The recent drastic drop-off in sales, which is likely to continue through 2009, has been more severe than anyone anticipated.

The mix shift away from body-on-frame large SUVs that was generally expected over the next few years has been pulled forward to present day with the spike in gas prices and has been more extreme than expected. This has essentially rendered the large SUV segment obsolete, cutting into GM’s profit potential.

Notablecalls: Lots of unhappy buyers from yesterday. I suspect GM will trade below $11 as soon as today.

Tuesday, July 01, 2008

General Electric (NYSE:GE): Possible 2Q08 earnings upside trade - Merrill Lynch

Merrill Lynch reiterates their Buy rating on GE with PO $37.50.

Firm thinks GE will likely deliver 2Q08 EPS results in-line with the previous guidance of 53-55 cents – this event could present a positive upside trading catalyst for GE’s shares. They believe GE would have pre-announced an earnings shortfall rather than risk even greater investor backlash from reporting a miss the day of the earnings release. After 2Q08, earnings comparisons start to ease. GE has already materially lowered guidance for the full year and consensus expectations have declined substantially since mid-April. Firm believes the impact of higher loss provisions, lower securitization gains, and slower Real Estate markets are part of the company’s previous guidance.

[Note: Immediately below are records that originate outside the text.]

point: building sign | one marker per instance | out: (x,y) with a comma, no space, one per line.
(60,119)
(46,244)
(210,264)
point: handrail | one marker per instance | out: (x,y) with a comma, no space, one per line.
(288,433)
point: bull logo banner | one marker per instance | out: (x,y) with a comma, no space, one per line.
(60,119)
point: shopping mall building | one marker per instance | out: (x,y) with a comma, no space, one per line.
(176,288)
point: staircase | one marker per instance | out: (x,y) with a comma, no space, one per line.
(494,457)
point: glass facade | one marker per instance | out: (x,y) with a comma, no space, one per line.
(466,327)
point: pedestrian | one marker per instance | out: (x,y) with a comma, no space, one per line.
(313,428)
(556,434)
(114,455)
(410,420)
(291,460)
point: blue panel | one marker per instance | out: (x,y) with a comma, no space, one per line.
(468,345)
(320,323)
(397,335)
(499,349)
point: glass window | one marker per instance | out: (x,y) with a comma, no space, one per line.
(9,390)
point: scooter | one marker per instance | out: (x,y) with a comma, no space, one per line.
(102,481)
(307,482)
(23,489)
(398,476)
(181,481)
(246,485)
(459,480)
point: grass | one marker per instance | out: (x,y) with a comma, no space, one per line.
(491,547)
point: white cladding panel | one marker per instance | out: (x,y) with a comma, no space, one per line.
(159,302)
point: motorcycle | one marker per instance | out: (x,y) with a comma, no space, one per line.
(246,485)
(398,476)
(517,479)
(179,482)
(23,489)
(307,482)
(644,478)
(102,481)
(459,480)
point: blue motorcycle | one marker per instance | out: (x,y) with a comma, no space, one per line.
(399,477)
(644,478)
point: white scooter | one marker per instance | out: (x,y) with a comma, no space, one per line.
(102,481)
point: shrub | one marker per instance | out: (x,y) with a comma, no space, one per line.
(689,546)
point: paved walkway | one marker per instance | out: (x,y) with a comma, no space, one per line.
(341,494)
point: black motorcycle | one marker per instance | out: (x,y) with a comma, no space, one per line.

Notablecalls: Ah, lovely. Just what we need this morning. GE's a buy here for sure. The co already lowered the bar and has traded down significantly from here. I'm betting the stock will surpass the $27 level in the s-t.

Calling it Actionable Trading Call

DeVry (NYSE:DV): Bounce?

Two tier-1 firms are out defending DeVry (NYSE:DV) following yesterday's sell-off:

- Merrill Lynch notes the hares of DeVry were down 12.4%, with the main news being that a 3.1mn block of shares was sold. The rest of the education sector traded down as well on no new news. The sale came as a surprise as DeVry only has four institutional holders that own 3mn shares or more. However, there wasn’t any fundamental news, and the firm believes the decline presents an opportunity for a high-quality name in the education sector. DeVry has also been added to the Russell 1000.

The next catalyst for DeVry will come when it reports 4Q08 (June) earnings on 8/14 after the close. MLCO forecasts diluted EPS of $0.33 in 4Q (+26% YoY) & $1.76 for the year (+86% YoY). Their 4Q forecast is $0.05 below consensus; firm believes the main difference is margin expectations as they expect spend on growth initiatives to ramp sequentially vs. 3Q. However, they believe this will drive future growth and forecast EPS of $2.21 in FY09 (+26% YoY).

Reits Buy and $69 tgt.

- Morgan Stanley notes there is no news coming from the company and they see no reason for the decline (apart from the 3.3 mln share block). While this is likely related to concerns regarding Apollo’s earnings, expected tomorrow after the close, they view Apollo’s problems as company specific and expect little impact on its peers, including DeVry. Firm maintains $62 price target and view the weakness as a compelling buying opportunity. Reits Overweight.

Notablecalls: I think DV represents a nice bounce candidate here. The shares were hit with the block sale & with this now out of the way (block was priced at $56 with the seller being MSCO itself, btw) it's ready to move back up again. My target for the bounce is $56.